Nvidia Introduces 'NitroGen': A Foundation Model for Generalist Gaming Agents
Nvidia researchers developed NitroGen, a vision-action foundation model trained on 40,000 hours of gameplay videos across 1,000+ games, to create generalist AI agents that can operate in unknown virtual environments.
Why it matters
This research demonstrates a scalable pipeline for training generalist AI agents that can operate in unknown virtual environments, a key step towards more capable and versatile embodied AI.
Key Points
- 1NitroGen is a vision-action foundation model trained on internet-scale gameplay video data
- 2It exhibits strong competence across diverse gaming domains like combat, platforming, and exploration
- 3NitroGen transfers effectively to unseen games, outperforming models trained from scratch
- 4The dataset, evaluation suite, and model weights are open-sourced to advance research on generalist AI agents
Details
The NitroGen model was developed by NVIDIA researchers to address the data bottleneck in training embodied AI agents.
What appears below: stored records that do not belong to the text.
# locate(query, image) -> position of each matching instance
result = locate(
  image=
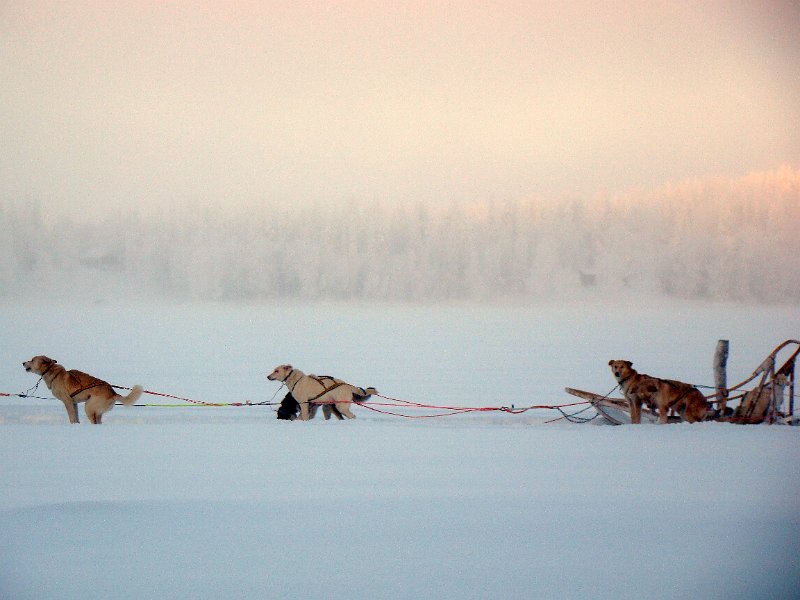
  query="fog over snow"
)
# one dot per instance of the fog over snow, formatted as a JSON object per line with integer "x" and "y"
{"x": 463, "y": 203}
By automatically extracting player actions from 40,000 hours of publicly available gameplay videos across over 1,000 games, the team was able to create a large-scale video-action dataset to train a unified vision-action model. This 'scale is all you need' approach, similar to the success of large language models, allows the NitroGen model to exhibit strong competence across diverse gaming domains like combat, high-precision control, and exploration. Notably, NitroGen is able to effectively transfer to unseen games, achieving up to 52% relative improvement in task success rates over models trained from scratch. By open-sourcing the dataset, evaluation suite, and model weights, the researchers have lowered the barrier to entry for the community to fine-tune these foundation models for new tasks, accelerating progress towards universally capable AI agents.